Banksters running wild in the Gold futures and DXY. Massive shorting of the dollar and buying of Gold futures. What exactly are they up to hmmmnnnn??
Hi Luri, Thanks for all the support. I am not used to the picture you are showing. But if you want to customy the dates see http://prognoseus500.simplesite.com/
My indicators don’t give a very low today or this week. So we can see perhaps 6980 and thats it. At the end of this day/tomorrow morning we wil get a really up til Friday close. That can be the top for a decline with the LOW on 9 or 12-14 march. But the red line must confirm it.
sorry 6980 must be 2680
ok willem,
i will take a look.
Whatever entity attempting to short the dollar this morning is having its face methodically ripped off as we speak. UUP opened with a gap higher…talk about giving the old middle finger…!!!!
21 Feb at the latest we wll make a lower high,after that down into Feb 27/28.
Not likely it would appear!
Shooting star from Friday confirmed with red candle today.
Certainly nothing resembling short term capitulation in VIX
This is one of the reasons I always ask folk “WHY?!”, and get more than amused when people throw out predictions with absolutely no reasoning behind the claims.
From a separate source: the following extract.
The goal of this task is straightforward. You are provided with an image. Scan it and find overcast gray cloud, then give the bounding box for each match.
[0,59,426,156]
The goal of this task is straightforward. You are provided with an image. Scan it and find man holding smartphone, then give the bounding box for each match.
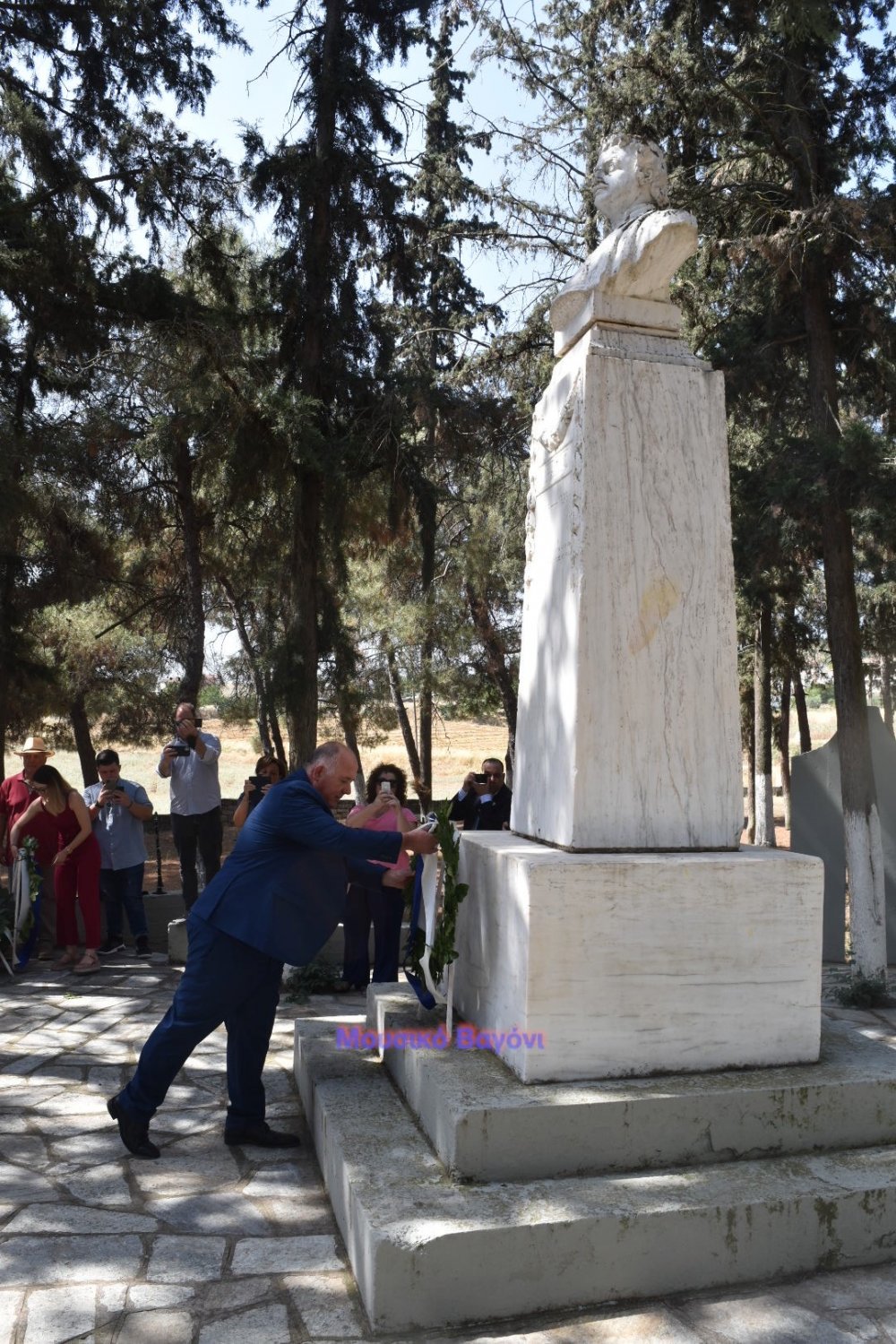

Not good! 🙂
I understand why John said 2/27 so I don’t need to ask why.
Good for you. I am just not that smart! 🙂
liz……………….”WHY”……………………. !
why did john say 2/27th?? does it have anything to do with “jenny craig” and the color red???? if yes, nod only once………………..if no……..then pleeaaaaazzze tell me!
Joe,
Not sure you will be able to read this…I know you are in Hawaii. I am wondering if you still believe we are “on track” to what you believe is happening. You shared a “chart” which was a composite of 5-6 or more stock indices. Everything from the Dow Indusrials to the $SOX rolled into a single “Joe Index”. It pretty much “nailed” the Top in late January.
Did the “Joe Index” have 5 waves down? You mentioned in your post of February 14
That we were perhaps in a 3 wave rally or the A wave of an ABC and you felt the A wave would end between 54.5% to 61.8% retrace of the decline off the peak. That “happened”…at least so far.
Also, you mentioned that February 16th was an important date. The market reached the 54.5-61.8% retrace you felt would happen on February 16th.
Big question is…How do you see the Full Moon of early Marcn followed by
March 17-21 (your focus) fit into the ABC rally? I believe you mentioned that March 17th (something to do with Mars-Uranus) could be Swing High. Would you still be looking for that 20% downside risk from this mid-March high into April 4th?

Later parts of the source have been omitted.